1. **STEP:** Runtime signals `STEP 120` to the driver. Hardware HEPC re-evaluates all cached KV blocks based on their proximity to step 120.
2. **HOT:** Runtime identifies a specific prefix range as `HOT`. Hardware boosts its priority to prevent eviction.
3. **PREFETCH:** Runtime hints that a block will be needed at `STEP 256`. Hardware DMA autonomously moves the block from DRAM to LPDDR.
4. **EVICT:** Runtime marks a completed request's cache as `EVICTABLE`. Hardware immediately reclaims the space.
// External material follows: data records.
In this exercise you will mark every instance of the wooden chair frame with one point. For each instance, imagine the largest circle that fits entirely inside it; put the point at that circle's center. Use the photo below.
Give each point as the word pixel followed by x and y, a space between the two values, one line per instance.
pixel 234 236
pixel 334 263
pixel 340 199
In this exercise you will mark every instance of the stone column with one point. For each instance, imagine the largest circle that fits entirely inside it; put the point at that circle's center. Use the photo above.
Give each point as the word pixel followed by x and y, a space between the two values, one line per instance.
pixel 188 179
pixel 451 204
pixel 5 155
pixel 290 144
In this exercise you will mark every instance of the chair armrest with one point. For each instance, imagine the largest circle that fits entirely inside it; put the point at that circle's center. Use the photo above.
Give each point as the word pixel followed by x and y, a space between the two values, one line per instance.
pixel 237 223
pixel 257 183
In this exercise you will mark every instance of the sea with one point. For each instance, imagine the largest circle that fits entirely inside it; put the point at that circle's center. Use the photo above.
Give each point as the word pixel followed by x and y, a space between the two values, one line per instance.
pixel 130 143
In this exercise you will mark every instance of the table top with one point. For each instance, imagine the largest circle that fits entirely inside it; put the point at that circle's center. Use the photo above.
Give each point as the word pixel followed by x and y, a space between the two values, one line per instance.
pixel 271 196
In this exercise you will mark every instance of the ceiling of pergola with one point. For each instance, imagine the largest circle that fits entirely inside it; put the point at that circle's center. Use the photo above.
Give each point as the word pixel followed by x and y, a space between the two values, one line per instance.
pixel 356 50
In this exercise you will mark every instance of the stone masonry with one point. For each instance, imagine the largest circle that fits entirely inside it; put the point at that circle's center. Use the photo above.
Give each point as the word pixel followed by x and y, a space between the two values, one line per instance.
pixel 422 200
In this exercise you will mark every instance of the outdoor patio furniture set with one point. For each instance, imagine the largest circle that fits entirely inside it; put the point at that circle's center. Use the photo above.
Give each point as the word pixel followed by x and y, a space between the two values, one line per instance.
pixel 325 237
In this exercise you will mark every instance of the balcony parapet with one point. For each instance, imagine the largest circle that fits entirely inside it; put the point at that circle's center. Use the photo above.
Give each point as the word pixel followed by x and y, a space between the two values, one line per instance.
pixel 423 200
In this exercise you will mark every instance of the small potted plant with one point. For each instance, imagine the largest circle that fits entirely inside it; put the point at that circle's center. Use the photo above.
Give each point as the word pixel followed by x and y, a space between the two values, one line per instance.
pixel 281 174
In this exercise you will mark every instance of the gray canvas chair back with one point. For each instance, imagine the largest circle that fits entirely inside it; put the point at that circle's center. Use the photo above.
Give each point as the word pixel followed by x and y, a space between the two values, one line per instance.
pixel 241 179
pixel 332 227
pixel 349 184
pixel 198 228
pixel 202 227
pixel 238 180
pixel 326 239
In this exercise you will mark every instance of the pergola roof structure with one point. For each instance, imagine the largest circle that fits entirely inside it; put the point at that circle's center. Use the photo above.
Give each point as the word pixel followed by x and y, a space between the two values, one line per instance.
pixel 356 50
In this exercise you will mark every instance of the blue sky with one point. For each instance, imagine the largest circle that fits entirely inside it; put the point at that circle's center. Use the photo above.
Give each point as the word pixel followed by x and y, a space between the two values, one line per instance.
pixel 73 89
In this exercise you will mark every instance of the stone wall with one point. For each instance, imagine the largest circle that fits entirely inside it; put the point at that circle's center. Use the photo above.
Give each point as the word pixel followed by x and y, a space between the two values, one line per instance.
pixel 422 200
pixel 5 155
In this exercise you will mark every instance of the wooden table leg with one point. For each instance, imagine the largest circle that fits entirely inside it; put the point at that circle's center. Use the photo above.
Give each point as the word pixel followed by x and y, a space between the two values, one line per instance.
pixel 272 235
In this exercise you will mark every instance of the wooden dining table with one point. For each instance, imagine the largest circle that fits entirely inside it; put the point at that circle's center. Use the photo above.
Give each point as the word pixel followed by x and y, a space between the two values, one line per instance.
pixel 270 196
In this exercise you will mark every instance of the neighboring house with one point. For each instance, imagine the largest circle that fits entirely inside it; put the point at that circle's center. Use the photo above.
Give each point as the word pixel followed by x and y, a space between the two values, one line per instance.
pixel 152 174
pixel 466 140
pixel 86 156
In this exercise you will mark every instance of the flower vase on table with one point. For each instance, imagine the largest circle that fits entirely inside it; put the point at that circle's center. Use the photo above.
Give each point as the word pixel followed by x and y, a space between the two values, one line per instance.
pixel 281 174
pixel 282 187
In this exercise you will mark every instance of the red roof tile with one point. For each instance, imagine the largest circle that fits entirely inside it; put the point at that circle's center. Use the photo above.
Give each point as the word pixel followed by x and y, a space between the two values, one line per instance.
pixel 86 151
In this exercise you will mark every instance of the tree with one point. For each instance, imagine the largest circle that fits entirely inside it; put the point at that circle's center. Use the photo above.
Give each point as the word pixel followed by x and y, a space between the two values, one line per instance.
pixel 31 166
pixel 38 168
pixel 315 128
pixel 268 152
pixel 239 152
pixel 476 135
In this reference implementation, these lifecycle operations are modeled as MMIO control signals only. No DMA submission, page pinning, or physical data movement is performed by the driver.

---

## Build & Run

### 1. Build the Driver and Tools
```bash
make
```

### 2. Load the Module (Mock Mode)
```bash
# Load without physical hardware requirement
sudo insmod kv_cpu.ko mock=1
```

### 3. Use the Reference Tool
```bash
# Signal a decode step
./tools/kvctl step 128

# Mark a range as HOT
./tools/kvctl hot 0x7f001000 4096
```

### 4. Exercise the Python vLLM-Side Handshake
```bash
# Issue the same STEP_ADVANCE ioctl from Python
python3 integrations/vllm/kv_cpu_allocator.py 128
```

The adapter in [`integrations/vllm/`](./integrations/vllm) is intentionally small:
it wraps a vLLM-style allocator, delegates real block management to vLLM, and
adds an explicit `advance_decode_step()` hook that can be called once per decode
iteration in mock mode or against future hardware.

## Disclaimer

**This repository demonstrates a control-plane model for a KV-CPU device and is not a production-ready driver.** It is intended for systems architects and kernel engineers to evaluate the integration semantics of AI memory accelerators. No actual memory movement or performance simulation is performed by this driver.